Konishiさんは色んなイベントにも足を運んで来られた。最近ではつい先月、AVAC新宿店で開催された ALLION Ultimate T-125sv の試聴会にも来て頂いた。写真はその時に参加しされた方々だが、Konishiさんは写っていない。この日の朝、あの大地震が東北地方を襲った。その時Konishiさんは福島駅の新幹線の中だった。結局3時間以上動けず、会場に着かれたのはまさに終了間際だった。(幸い、地震の被害は自作SPスタンド以外は無事だったとか)そんな状況で参加して頂き、驚きと感謝でいっぱいだった。

当日は急遽村井裕弥先生が司会進行を勤めて頂き、スペシャルゲストとしてギタリストの荒谷みつるさん、ジャズ評論家の成田正先生、音響室設計A&Dの山本先生、SPの音響研究の戸沢先生ほか、ネットで有名な方など錚々たる参加者でいっぱいだった。写真を撮った後も参加者があり、定員の2倍以上となってしまった。(参加できなかった方も多かったそうです)余談ながらOFF会は大いに盛り上がった。

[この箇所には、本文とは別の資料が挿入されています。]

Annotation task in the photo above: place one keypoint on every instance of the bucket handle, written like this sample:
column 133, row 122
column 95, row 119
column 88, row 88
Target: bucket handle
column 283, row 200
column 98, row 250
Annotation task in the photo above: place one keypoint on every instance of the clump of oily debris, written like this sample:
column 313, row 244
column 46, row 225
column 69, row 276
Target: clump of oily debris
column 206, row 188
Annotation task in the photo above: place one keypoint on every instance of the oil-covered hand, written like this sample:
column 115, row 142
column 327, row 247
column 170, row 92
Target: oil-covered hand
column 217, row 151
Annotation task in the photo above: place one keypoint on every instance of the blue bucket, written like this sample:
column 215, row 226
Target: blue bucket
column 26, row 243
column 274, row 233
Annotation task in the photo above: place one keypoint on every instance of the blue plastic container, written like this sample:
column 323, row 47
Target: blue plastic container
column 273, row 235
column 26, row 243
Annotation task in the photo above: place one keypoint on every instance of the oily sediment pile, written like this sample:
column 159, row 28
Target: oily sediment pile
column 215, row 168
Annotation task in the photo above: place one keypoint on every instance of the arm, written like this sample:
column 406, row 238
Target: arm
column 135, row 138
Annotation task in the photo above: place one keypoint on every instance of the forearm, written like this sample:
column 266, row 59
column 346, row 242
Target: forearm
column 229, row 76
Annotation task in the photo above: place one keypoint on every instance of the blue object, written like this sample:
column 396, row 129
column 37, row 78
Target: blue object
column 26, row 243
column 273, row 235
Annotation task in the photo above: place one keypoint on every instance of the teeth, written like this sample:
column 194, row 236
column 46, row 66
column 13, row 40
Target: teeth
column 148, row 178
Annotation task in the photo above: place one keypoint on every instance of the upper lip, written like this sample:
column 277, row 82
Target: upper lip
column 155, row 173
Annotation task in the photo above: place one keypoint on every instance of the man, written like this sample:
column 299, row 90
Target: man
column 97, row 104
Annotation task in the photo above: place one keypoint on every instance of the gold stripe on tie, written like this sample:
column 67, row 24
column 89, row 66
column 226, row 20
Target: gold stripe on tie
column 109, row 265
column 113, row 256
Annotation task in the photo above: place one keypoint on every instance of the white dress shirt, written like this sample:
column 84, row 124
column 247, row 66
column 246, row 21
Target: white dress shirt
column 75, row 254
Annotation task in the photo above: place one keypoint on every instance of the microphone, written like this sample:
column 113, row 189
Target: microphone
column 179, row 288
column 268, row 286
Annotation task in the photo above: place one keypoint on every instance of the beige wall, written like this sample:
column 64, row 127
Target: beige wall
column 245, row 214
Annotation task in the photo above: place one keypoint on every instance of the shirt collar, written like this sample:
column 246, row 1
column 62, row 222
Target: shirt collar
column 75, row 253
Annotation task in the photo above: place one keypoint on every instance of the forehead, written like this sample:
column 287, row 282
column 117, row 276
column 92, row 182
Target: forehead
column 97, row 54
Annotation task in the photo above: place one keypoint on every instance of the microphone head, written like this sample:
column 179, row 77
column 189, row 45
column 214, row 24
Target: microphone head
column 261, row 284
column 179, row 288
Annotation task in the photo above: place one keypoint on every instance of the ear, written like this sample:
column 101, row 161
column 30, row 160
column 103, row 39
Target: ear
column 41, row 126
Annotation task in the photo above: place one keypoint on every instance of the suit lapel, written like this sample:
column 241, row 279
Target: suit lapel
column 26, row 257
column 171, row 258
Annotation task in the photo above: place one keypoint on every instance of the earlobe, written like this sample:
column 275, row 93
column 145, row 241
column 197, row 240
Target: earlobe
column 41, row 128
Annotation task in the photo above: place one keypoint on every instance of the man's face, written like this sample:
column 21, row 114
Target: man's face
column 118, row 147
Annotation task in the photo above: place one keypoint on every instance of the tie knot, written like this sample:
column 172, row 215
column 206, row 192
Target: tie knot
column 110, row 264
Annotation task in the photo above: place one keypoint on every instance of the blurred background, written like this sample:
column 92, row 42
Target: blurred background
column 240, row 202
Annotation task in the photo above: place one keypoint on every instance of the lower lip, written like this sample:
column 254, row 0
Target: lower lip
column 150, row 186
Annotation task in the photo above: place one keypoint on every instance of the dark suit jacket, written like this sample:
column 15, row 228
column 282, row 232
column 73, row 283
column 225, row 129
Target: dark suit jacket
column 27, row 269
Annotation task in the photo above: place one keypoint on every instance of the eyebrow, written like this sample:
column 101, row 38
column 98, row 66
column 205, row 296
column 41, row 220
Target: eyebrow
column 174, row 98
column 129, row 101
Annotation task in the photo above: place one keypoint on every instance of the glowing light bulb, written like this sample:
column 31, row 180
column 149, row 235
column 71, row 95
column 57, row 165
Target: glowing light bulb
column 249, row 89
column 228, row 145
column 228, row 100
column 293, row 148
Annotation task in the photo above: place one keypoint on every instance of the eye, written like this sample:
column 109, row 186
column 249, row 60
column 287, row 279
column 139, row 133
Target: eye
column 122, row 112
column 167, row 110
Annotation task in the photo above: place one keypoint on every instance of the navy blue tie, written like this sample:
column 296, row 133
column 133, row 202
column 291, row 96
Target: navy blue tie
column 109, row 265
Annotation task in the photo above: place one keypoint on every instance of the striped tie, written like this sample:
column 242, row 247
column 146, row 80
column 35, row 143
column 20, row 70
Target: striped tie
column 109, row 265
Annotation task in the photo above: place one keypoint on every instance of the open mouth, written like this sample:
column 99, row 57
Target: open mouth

試聴会と言えば、5年ほど前にFSKの藤枝社長を招いて行った出水電器(大田区西蒲田)での試聴会や、昨年11月11日伊豆の試聴室での第一回試聴会にもわざわざ参加頂いた。この時は南は山口市(熱海駅から急用で帰宅された)、北からKonishiさん、あとは東京と埼玉から参加していただいた。  このように距離をものともせず色んなイベントにも参加される、熱烈なマニアでもある。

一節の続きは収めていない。